Of course, no matter what silences of personal despair I might be experiencing come Wednesday, the show must go on. And it’s going to be a good one full of comedy, and history, and video and storytelling. Council District 4 Rep the honorable Nithya Raman will take the stage, as will Griffith Park historian Mike Eberts, and brilliant actress, longest-tenured president of the Los Angeles Breakfast Club (and, oh yeah, my better half), Lily Holleman. An award-winning creative writer from Marshall High School will perform. There will be music and prizes. And that’s just the show itself.
Beforehand, there will be a reception with refreshment, close-up magic, and a costume competition (one of the prizes to be given during the show will be for the “most Los Feliz” costume). Everyone will have free access to the museum. The event is free. Advance tickets are not required. Just show up at 6 pm.
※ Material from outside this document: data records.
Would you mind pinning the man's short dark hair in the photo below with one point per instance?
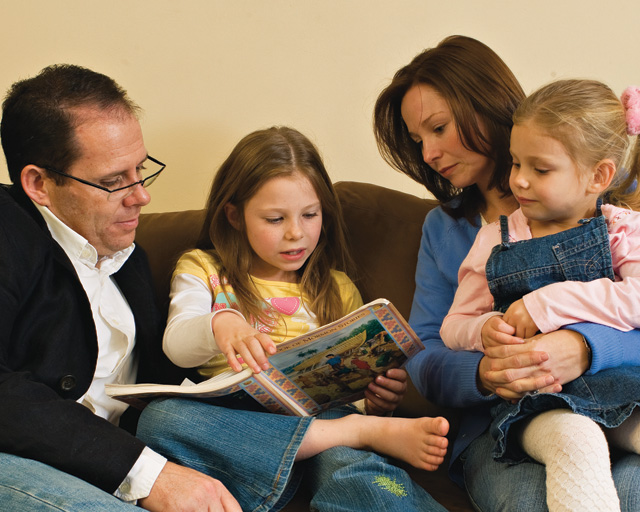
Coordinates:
(38, 119)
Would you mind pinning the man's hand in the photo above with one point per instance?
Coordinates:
(385, 393)
(182, 489)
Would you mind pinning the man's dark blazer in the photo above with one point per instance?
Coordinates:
(48, 351)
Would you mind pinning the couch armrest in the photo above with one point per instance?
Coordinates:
(164, 237)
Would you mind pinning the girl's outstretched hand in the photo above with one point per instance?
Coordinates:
(235, 337)
(385, 393)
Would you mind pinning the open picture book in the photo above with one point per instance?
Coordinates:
(326, 367)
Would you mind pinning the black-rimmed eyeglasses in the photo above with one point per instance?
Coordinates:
(119, 193)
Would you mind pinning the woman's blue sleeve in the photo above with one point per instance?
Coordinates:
(442, 375)
(610, 347)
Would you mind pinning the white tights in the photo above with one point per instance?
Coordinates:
(575, 451)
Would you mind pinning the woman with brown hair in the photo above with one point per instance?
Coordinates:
(445, 121)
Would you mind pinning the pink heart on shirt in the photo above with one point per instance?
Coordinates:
(286, 305)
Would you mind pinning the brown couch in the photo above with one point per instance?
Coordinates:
(384, 228)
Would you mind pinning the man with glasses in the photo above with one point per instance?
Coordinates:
(76, 304)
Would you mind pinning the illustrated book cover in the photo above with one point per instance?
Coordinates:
(326, 367)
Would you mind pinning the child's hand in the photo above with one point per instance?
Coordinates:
(235, 336)
(496, 332)
(385, 393)
(518, 317)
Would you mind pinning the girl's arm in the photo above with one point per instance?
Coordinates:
(188, 339)
(601, 301)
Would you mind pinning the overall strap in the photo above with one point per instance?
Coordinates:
(504, 229)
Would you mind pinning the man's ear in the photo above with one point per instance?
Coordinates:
(233, 215)
(36, 184)
(603, 173)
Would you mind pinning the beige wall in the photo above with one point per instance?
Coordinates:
(207, 72)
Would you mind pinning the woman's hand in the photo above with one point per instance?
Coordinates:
(543, 363)
(235, 337)
(385, 393)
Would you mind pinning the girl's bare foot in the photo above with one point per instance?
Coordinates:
(419, 441)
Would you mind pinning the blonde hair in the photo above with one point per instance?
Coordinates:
(589, 120)
(257, 158)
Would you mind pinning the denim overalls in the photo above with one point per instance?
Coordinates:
(514, 269)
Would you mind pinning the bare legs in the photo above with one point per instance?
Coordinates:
(421, 441)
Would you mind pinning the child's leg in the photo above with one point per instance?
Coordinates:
(627, 435)
(421, 441)
(576, 455)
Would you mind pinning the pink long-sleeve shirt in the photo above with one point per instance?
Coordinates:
(602, 301)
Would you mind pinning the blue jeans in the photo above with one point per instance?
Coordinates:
(30, 486)
(499, 487)
(252, 454)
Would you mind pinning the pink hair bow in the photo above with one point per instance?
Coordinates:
(631, 102)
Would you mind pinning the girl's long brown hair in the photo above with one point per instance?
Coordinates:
(257, 158)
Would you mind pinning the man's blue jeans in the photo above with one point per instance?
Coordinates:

The show will end at 8:45 pm, though hopefully you will stick around for a few minutes to let me know you enjoyed yourself.
Despite my seasonal allergies – always worse in October than in spring – this is my favorite time of year. I like the months-long plunge into darkness, and even the sadness that sometimes accompanies it. For as long as I can remember, starting with the build-up to Halloween, and continuing with Thanksgiving, and running all the way through New Year’s Eve, the final stretch of the calendar has always put me most in contact with my deepest humanity …
Somewhere between knowing and believing …
Between my intellect and my imagination …
Between my heart and my mind …
The veil is thinning.
I see how important your sister is, very well said Phil 🙏
Damn. I am so sorry for your loss. That is way too young.